Lions and tigers and bears, goodbye!
The Ringling Bros. and Barnum & Bailey Circus is bringing back “The Greatest Show on Earth” next year after a six-year hiatus, but the showrunners confirmed on TODAY Wednesday that animals will not be returning.
It’s a dramatic change for a circus that started in 1871 and became known for its acts featuring lions, tigers and elephants. The move is one the showrunners believe reflects audiences’ changing tastes.
“We will not be touring animals,” Juliette Feld Grossman, a producer of the revived circus, told NBC News senior national correspondent Kerry Sanders on TODAY.

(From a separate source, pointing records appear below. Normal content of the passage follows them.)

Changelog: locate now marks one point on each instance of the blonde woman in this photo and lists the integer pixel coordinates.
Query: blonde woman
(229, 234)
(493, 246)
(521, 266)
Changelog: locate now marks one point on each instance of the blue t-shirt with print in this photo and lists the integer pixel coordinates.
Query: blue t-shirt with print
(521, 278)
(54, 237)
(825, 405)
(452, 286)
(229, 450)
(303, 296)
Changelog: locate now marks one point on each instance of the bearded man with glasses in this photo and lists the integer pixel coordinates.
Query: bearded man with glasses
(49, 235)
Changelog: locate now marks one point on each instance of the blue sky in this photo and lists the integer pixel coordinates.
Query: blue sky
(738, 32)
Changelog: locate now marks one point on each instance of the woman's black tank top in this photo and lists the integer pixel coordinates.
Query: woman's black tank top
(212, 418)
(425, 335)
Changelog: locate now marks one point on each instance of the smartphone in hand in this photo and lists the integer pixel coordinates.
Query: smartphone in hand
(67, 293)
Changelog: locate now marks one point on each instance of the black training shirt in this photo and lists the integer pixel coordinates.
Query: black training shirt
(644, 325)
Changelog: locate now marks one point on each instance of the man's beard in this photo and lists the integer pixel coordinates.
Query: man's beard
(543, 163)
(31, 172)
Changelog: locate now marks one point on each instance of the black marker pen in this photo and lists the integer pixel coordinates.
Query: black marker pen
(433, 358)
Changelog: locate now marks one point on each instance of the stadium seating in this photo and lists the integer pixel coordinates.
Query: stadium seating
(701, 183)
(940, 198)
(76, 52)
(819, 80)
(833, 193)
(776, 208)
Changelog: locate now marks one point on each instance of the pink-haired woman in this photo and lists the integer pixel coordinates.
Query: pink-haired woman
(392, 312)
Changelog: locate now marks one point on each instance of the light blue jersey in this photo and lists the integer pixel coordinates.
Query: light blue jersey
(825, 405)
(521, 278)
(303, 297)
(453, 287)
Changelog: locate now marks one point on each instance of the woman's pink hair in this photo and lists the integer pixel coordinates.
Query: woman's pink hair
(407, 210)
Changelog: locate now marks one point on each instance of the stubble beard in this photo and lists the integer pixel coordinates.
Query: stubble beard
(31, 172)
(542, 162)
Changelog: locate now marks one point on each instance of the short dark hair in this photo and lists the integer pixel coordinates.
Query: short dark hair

The circus shut down in 2017 under pressure from animal rights groups and shifts in audience tastes. The producers had removed the elephants from the show a year earlier and sent them to live on a sanctuary in Florida.
The new version of the circus comes after two years of planning during the pandemic and is expected to get back on the road in 16 months.
Feld Entertainment, which owns the circus, has found that today’s audiences don’t want to see animals or corny clown acts performing.
“That’s the past, and the great thing is that we’ve had a blank piece of paper to reimagine,” producer Kenneth Feld said on TODAY.
The family-owned company has shown it knows how to reach audiences in running other popular productions that include Disney on Ice, Sesame Street Live and the live monster truck show Monster Jam.
The revived circus will focus more on death-defying, awe-inspiring human feats. Producers have conducted worldwide auditions from Mongolia to Argentina in search of the top circus performers.
More than 1,000 performers have auditioned, with about 75 expected to make the cut, according to Grossman.
“What we’re seeing is huge demand for people,” Grossman said. “To be in person and to see things that are real.”
The show also plans to engage with audiences more on social media, including at times during the show.
This is the second pandemic that has inspired changes in the circus, as the show also shut down during the 1918 influenza pandemic that caused the deaths of at least 50 million people worldwide.
“That was when Ringling Brothers and Barnum & Bailey combined in 1919 because they didn’t want to take a risk with all these other shows coming,” Feld said.
Now they are rolling out a production different than the one older generations may remember seeing as kids.
“I’ve been part of Ringling my whole life, and now we’re excited to to make that real for everybody else,” Grossman said.